With Google controlling over 67% of the U.S search market and 87% of the U.S. mobile search market share, and their vast array of web properties including blogger, gmail, apps and more, running ads on Google properties is one of the most effective ways to market your products and services.

Google Adwords has two types of networks that campaigns can run on – Search and Display. By default, Google’s settings will naturally run campaigns on both of these networks. This default setting works best with those who are less familiar with Adwords and are testing out various campaigns. By running campaigns on both Search and Display, would-be experts can compare the networks and see which one drives the most conversions. This default setting can be adjusted to only show ads on Search or Display.

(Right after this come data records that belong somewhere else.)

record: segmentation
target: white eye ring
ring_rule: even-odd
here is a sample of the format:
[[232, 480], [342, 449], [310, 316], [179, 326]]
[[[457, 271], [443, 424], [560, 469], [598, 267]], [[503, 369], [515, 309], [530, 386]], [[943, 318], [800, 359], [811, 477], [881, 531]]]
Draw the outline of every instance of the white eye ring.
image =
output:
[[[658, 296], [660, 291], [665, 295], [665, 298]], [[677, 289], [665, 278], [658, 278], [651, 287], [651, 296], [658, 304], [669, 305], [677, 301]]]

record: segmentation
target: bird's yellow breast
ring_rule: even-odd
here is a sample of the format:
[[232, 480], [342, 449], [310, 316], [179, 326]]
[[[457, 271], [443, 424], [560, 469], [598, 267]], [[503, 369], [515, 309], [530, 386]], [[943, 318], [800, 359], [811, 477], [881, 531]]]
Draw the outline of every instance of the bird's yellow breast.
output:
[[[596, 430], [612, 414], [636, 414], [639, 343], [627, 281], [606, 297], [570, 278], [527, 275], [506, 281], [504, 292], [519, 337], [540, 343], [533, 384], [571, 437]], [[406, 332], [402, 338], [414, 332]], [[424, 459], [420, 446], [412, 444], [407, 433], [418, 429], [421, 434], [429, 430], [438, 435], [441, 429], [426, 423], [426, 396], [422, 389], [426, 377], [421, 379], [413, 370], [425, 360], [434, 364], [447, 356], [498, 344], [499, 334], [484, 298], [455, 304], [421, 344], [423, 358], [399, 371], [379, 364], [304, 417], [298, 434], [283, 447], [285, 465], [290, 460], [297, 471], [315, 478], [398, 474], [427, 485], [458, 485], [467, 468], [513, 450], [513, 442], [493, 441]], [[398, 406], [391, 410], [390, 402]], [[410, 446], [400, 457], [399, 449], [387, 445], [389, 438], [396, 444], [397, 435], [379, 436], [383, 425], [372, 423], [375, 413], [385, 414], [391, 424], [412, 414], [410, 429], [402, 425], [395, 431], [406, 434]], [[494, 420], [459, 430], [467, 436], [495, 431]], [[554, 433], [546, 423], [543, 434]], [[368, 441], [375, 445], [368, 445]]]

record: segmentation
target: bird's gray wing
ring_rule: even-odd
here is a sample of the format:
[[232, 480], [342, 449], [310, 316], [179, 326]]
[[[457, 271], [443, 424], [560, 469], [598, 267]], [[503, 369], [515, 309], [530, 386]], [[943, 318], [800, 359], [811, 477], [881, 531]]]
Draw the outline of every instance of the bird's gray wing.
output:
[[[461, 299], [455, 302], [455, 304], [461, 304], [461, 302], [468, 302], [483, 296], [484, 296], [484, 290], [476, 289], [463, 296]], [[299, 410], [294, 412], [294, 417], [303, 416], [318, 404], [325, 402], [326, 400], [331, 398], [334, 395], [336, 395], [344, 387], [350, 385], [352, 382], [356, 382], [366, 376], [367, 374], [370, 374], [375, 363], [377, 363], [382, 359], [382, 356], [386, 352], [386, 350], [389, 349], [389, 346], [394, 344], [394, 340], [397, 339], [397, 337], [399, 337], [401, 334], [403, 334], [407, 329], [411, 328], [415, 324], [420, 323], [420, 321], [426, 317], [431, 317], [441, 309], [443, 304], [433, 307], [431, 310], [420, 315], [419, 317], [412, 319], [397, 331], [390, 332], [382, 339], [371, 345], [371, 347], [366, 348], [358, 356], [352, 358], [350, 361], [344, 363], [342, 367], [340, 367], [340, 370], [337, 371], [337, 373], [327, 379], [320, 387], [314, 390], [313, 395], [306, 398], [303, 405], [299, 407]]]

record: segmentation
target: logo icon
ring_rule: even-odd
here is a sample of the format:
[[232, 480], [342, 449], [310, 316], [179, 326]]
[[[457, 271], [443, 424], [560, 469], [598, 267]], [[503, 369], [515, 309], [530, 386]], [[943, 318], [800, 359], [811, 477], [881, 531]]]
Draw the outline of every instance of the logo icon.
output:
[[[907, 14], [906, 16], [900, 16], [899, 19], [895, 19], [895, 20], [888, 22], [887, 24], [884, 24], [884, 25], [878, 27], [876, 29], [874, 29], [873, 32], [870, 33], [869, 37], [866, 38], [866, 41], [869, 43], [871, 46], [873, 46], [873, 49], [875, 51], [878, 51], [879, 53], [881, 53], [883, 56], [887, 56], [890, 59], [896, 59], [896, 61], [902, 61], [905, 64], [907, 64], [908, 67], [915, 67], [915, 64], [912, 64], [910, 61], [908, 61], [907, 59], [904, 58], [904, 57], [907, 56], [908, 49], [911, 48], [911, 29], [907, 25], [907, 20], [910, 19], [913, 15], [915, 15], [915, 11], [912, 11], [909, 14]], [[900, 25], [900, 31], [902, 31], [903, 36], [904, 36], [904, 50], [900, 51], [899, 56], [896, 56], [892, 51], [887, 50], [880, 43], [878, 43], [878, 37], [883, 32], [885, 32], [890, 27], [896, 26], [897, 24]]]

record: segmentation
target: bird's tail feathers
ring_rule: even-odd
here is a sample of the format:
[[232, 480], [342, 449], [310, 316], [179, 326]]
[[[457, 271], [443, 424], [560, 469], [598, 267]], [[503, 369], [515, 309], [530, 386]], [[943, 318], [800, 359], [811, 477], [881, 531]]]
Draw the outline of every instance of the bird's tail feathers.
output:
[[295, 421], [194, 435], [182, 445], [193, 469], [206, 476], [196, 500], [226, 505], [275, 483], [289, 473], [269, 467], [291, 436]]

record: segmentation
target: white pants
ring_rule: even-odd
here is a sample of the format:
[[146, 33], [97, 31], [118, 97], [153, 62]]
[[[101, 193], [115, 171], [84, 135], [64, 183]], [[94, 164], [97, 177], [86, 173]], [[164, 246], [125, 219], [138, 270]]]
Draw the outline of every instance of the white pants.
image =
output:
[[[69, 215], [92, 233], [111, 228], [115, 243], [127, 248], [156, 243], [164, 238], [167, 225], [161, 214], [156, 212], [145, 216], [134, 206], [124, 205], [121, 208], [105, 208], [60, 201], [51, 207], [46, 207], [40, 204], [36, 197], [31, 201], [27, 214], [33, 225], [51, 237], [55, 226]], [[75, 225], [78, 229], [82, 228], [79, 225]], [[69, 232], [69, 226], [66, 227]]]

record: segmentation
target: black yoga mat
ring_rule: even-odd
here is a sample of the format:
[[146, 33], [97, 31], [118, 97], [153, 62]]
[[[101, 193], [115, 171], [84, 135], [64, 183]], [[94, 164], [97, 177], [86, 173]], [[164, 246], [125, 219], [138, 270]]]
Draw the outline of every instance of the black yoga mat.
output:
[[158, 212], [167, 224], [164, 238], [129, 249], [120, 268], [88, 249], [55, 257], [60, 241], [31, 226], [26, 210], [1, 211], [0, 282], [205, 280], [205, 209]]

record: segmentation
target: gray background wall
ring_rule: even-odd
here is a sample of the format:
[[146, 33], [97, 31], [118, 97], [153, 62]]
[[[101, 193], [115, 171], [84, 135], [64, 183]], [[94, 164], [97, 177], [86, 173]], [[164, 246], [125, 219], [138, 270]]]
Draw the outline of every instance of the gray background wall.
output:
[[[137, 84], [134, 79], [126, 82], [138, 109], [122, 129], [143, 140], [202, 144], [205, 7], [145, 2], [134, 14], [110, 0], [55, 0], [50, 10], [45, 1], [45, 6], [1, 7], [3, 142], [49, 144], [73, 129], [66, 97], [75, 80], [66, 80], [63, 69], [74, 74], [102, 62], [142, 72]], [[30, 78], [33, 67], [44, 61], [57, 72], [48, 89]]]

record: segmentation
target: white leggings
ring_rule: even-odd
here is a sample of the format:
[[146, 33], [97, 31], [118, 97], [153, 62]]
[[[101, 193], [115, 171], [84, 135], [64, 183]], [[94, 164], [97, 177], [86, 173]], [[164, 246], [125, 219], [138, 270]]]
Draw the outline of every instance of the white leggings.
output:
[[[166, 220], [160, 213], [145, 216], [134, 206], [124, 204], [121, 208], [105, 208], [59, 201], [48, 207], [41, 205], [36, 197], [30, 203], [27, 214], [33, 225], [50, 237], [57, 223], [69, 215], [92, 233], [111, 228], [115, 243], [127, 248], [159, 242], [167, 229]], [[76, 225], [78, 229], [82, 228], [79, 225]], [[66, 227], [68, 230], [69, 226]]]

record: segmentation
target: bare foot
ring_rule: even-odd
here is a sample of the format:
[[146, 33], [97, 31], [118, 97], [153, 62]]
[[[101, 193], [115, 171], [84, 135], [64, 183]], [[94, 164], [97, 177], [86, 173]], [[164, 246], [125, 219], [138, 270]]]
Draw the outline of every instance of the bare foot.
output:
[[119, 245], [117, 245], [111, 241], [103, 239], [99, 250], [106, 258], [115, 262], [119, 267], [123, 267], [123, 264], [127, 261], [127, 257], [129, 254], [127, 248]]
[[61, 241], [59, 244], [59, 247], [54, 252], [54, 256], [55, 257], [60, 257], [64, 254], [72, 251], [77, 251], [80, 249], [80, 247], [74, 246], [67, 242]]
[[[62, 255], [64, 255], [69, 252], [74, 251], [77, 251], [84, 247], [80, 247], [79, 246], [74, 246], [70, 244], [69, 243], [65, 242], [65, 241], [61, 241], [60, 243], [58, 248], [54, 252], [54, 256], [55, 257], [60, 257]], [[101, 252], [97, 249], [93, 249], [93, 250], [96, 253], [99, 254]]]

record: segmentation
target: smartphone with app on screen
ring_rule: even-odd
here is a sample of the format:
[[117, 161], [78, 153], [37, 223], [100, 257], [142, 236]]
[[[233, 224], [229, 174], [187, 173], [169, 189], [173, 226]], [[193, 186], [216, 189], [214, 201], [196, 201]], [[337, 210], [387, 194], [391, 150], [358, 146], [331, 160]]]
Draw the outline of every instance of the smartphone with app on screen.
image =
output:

A conversion as defined by Google is “when someone clicks your ad and then takes an action that you’ve defined as valuable to your business, such as an online purchase or a call to your business from a mobile phone.”

What is the Difference?

Search Network is a more targeted approach where users are actively searching for specific products or services using a set of keywords. The Display Network is more visual using images or video and is commonly used to drive brand awareness. An online clothing shop owner may choose to display her ads on the Display Network as that allows for her to create visually captivating content by using images of her products which may lead to an increase in sales. Whereas, a brick-and-mortar plumbing business which is based less on visuals might want to run their ads on the Search Network to drive increased phone calls to their business.

The image below details the difference between ads displayed in the Search Network and ads displayed in the Display Network. As you can see, the Display Network ads are located on the sidebar and generally contain some type of visual. Search Network ads are on the left and tend to provide more information about the products or services offered. Depending on the type of products or services offered, the scale of your advertising budget, and the keywords you have chosen when designing your campaign, displaying ads on one network may work better for your business than the other.


A general rule-of-thumb is to design a campaign and allow it to run for one to two weeks before assessing whether or not the campaign is driving towards your intended goal. If your business is more visual such as the online clothing store example above, running your ads on the Display Network may work better for your business because you can showcase your product visually.

In the Search Network, ads are shown next to search results. The top section highlighted in yellow is where the ad will display. This area, also known as paid-search, is where you as the advertiser are paying to have your product ads shown. It is worth noting that you cannot pay to have your ads shown in the organic search results. Organic search results are those results that come after the highlighted yellow sections. Organic search results are governed by a different set of rules such as SEO, website quality, etc. Ads are matched and then shown based on the search terms (also known as keywords) entered into the search box.


In the Display Network, ads are shown in the sidebar across many Google-owned and partner properties. They are matched based on the content on the website, mobile apps, and the search terms used. Display Network ads can be customized to appear based on the advertiser’s selected topics of interest, manually entered popular sites, or specific pages. Google has an excellent chart that details how Search Network and Display Network ads work.

Don’t Forget your End Goal!

In order to achieve the most success out of Google Ad Words you want to make sure you have a clear idea on what you are trying to achieve, what your budget is, and how you are going to keep track of your results. Search Engine Marketing is not a set-it-and-forget-it type of marketing. It is worth spending 30 minutes to an hour each week reviewing the data and determining what works and does not work and refining your campaign based on the results to further achieve your marketing goals.